After a close-run contest that sparked controversy over which candidate Melvyn Bragg was backing, Simon Armitage – a Portsmouth Polytechnic graduate and former probation officer – has been elected professor of poetry at the University of Oxford. He pipped 80-year-old Nigerian playwright Wole Soyinka – Lord Bragg’s original preference before he switched to Armitage – and American A. E. Stallings to the post, The Guardian reported on 20 June. Armitage told the newspaper that he was “delighted and very excited and suitably daunted as well”. “It’s been such a long process,” he said. “In the time it’s taken, we’ve had a general election, Sepp Blatter has come and gone and come again, and we’ve nearly got a new leader of the Labour Party.”
Research collaboration between Imperial College London and China’s aerospace sector “is under scrutiny as US authorities investigate links between Beijing’s top military aircraft manufacturer and Iran’s ballistic missile programme”, the Financial Times reported on 23 June. The Beijing Aeronautical Manufacturing Technology Research Institute (Bamtri) was added to a US watch list last year because of alleged dealings with companies owned by Li Fangwei, a Chinese national wanted by the US for selling missile technology to Tehran, the newspaper said. Imperial was among “a number of Western organisations and companies that have signed research agreements” with Bamtri and its state-run parent, the FT added. Knowledge transfer is a good thing – but a transfer to Iran’s missile programme would probably be unwise. Imperial said that the collaboration “supports fundamental, non-classified research…which could help develop lighter, safer and more efficient commercial aircraft”.
Lord Mandelson, the former business secretary, has failed in his bid to become chancellor of the University of Manchester, “losing out to a poet from Wigan despite a concerted lobbying campaign for the former Labour minister”. Lemn Sissay, “a poet, broadcaster and playwright who grew up in care”, topped the ballot of university alumni, reported The Guardian on 23 June. Lord Mandelson’s position in the Manchester poll matched the title of his autobiography, The Third Man – he finished last, behind Mr Sissay and the conductor Sir Mark Elder. The peer is likely to be “offered another lofty position at the university as a consolation prize – most likely honorary chair”, The Guardian said. That would be a fitting show of gratitude to Lord Mandelson, who, after all, did bestow the Browne Review on higher education.

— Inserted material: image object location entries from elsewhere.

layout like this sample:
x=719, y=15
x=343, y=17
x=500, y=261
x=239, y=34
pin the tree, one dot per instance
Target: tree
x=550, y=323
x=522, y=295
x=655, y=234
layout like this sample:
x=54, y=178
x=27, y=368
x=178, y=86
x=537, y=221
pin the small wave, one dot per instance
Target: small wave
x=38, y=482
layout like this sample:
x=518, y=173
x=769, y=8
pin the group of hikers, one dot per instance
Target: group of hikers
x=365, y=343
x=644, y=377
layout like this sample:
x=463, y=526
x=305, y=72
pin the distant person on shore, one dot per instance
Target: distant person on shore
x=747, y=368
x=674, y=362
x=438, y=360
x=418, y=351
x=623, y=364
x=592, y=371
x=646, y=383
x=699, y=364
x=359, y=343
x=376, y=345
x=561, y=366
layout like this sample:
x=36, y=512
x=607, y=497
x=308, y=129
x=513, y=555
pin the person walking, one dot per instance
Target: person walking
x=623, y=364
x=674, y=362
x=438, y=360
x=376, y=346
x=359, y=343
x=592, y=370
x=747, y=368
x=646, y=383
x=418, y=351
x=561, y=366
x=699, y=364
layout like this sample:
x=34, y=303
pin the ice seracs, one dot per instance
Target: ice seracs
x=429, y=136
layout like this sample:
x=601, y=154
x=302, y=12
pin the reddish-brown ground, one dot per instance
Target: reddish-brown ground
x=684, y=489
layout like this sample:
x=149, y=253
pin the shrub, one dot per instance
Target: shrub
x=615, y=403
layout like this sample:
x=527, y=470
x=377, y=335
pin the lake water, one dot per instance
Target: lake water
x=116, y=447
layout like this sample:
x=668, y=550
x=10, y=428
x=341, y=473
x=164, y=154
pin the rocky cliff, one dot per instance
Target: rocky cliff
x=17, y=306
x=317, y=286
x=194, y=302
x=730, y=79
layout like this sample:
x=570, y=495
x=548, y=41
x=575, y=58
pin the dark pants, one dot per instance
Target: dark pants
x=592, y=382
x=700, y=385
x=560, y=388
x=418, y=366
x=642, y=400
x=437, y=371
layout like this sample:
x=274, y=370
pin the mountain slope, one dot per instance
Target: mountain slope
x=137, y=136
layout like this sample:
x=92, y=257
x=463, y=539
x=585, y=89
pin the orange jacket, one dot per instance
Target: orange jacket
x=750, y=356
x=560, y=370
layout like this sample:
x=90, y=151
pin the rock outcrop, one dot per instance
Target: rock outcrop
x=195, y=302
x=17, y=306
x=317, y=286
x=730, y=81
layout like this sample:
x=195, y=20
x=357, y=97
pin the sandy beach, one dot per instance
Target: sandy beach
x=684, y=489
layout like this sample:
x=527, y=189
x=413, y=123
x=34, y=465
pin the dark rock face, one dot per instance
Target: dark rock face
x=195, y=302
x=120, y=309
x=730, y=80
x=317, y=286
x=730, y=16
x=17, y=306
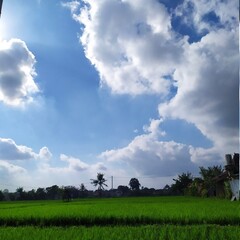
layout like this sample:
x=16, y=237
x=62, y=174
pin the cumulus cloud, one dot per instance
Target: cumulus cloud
x=17, y=73
x=9, y=150
x=149, y=156
x=74, y=163
x=44, y=154
x=11, y=168
x=130, y=43
x=136, y=50
x=208, y=15
x=208, y=88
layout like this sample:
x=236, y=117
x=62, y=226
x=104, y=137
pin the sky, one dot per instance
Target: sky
x=128, y=88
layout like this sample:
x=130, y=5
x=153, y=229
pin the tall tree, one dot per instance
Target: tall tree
x=182, y=183
x=99, y=182
x=208, y=175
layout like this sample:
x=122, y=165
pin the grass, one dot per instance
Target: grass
x=123, y=211
x=154, y=232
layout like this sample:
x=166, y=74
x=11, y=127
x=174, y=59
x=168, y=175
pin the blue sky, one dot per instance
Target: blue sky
x=127, y=88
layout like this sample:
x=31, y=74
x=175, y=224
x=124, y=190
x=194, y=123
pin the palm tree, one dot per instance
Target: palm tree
x=100, y=182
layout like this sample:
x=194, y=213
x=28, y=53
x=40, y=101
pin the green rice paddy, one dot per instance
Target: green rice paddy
x=121, y=218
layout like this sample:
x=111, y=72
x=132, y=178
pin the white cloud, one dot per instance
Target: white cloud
x=17, y=73
x=74, y=163
x=11, y=168
x=149, y=156
x=130, y=43
x=9, y=150
x=44, y=154
x=208, y=89
x=199, y=13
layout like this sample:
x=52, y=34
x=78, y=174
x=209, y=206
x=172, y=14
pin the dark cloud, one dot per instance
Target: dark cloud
x=16, y=73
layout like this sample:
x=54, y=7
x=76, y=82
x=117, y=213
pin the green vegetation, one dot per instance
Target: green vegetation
x=122, y=233
x=121, y=218
x=123, y=211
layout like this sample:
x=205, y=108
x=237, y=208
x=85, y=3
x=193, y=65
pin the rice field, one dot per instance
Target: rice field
x=121, y=218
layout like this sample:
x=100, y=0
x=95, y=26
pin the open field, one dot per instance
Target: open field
x=121, y=218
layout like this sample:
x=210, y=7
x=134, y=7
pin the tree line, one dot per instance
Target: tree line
x=184, y=184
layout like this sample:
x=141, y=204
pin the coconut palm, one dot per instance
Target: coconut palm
x=100, y=182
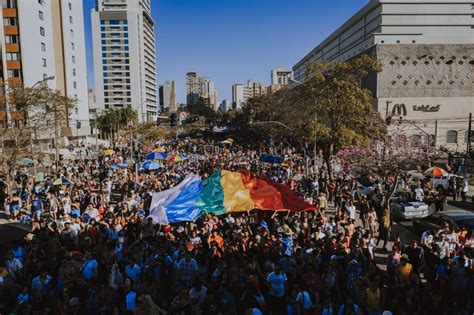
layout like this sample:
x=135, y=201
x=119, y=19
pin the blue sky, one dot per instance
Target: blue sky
x=232, y=41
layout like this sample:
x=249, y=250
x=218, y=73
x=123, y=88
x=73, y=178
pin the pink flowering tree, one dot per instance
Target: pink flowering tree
x=388, y=159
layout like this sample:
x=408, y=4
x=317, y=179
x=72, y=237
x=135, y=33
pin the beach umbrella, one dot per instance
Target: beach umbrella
x=150, y=166
x=10, y=232
x=156, y=156
x=436, y=171
x=117, y=166
x=271, y=158
x=25, y=162
x=177, y=158
x=62, y=181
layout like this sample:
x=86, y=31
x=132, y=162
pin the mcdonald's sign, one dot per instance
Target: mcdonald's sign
x=399, y=109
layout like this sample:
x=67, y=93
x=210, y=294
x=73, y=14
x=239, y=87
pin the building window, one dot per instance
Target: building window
x=9, y=22
x=12, y=39
x=13, y=56
x=451, y=136
x=11, y=4
x=466, y=136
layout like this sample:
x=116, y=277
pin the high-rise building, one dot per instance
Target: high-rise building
x=125, y=57
x=254, y=89
x=237, y=96
x=426, y=49
x=242, y=93
x=224, y=106
x=200, y=88
x=281, y=76
x=45, y=39
x=168, y=97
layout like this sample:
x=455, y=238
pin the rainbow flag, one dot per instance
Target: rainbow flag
x=222, y=192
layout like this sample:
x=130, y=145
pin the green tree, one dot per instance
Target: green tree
x=341, y=108
x=36, y=112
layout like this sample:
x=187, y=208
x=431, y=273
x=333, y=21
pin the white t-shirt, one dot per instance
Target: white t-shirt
x=277, y=284
x=351, y=212
x=419, y=195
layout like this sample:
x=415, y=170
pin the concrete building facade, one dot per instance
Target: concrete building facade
x=45, y=39
x=242, y=93
x=198, y=88
x=281, y=76
x=168, y=97
x=426, y=48
x=125, y=56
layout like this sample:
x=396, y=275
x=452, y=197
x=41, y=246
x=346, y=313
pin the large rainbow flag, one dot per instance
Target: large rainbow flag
x=222, y=192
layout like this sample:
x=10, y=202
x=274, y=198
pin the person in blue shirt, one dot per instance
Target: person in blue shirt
x=89, y=268
x=37, y=206
x=133, y=271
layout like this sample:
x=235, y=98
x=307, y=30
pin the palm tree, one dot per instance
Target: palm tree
x=113, y=120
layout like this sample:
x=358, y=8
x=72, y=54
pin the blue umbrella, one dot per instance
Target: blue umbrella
x=271, y=158
x=150, y=166
x=156, y=156
x=117, y=166
x=62, y=181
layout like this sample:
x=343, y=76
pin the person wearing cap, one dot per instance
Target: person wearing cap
x=415, y=255
x=89, y=268
x=278, y=288
x=187, y=268
x=404, y=271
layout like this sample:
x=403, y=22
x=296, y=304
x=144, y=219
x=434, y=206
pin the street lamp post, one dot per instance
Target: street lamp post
x=56, y=153
x=315, y=100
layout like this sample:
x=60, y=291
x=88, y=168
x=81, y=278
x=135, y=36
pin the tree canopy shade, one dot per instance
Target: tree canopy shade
x=113, y=120
x=330, y=107
x=36, y=112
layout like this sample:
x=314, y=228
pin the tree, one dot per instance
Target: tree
x=36, y=112
x=331, y=109
x=342, y=109
x=387, y=160
x=203, y=109
x=111, y=122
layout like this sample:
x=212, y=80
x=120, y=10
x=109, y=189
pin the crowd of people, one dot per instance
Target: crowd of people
x=93, y=249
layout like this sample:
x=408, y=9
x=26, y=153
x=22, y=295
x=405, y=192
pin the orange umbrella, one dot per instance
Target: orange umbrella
x=436, y=171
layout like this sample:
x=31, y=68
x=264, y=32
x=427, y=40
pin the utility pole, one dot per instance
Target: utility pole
x=469, y=136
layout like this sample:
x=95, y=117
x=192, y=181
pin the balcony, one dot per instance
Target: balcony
x=17, y=115
x=13, y=65
x=15, y=81
x=10, y=30
x=9, y=12
x=12, y=47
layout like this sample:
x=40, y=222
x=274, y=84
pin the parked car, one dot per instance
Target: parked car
x=404, y=207
x=456, y=218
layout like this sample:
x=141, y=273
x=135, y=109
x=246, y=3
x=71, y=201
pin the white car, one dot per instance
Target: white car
x=404, y=207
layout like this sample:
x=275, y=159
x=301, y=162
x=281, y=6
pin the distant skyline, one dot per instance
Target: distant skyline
x=232, y=41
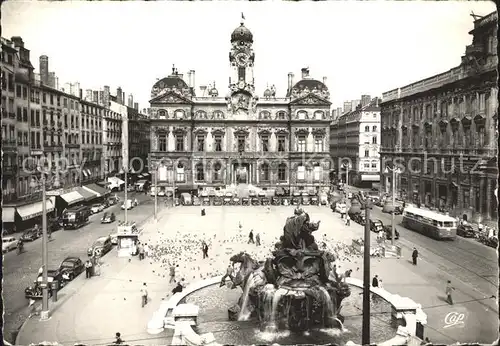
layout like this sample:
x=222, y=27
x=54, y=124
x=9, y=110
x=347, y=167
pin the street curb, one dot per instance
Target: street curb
x=66, y=297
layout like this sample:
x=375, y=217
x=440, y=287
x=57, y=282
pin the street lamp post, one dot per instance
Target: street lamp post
x=44, y=315
x=394, y=170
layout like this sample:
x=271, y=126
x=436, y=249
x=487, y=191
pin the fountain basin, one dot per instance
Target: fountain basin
x=212, y=319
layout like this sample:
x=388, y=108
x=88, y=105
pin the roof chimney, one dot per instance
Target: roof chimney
x=119, y=95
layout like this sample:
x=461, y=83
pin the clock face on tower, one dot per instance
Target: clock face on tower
x=241, y=59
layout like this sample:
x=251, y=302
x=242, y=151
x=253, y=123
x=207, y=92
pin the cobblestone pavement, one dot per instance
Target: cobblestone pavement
x=19, y=271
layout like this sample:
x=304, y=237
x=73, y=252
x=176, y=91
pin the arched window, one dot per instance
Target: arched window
x=264, y=172
x=282, y=172
x=200, y=172
x=217, y=172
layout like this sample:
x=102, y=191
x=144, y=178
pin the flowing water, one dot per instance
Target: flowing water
x=214, y=303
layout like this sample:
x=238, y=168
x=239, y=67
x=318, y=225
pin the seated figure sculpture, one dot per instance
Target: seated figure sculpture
x=296, y=280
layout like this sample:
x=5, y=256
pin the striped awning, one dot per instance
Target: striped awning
x=8, y=214
x=96, y=189
x=30, y=211
x=72, y=197
x=87, y=195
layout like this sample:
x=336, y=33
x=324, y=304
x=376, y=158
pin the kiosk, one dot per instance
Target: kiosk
x=127, y=236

Having dropped its “Metropolitan” tag last year, Leeds Beckett University might have wondered if its new identity could help propel it up the league tables. Its number one ranking in the University Sex League is surely not what it had in mind, having unexpectedly ascended 22 places in this year’s standings. The sector’s trashiest league table – published by online magazine Hexjam on 18 June – claims that students at Leeds Beckett have 8.45 sexual partners on average, just ahead of Southampton Solent University and the London School of Economics. One might question the honesty of the 6,000 students surveyed: the same poll found that theology students are among the most promiscuous on campus.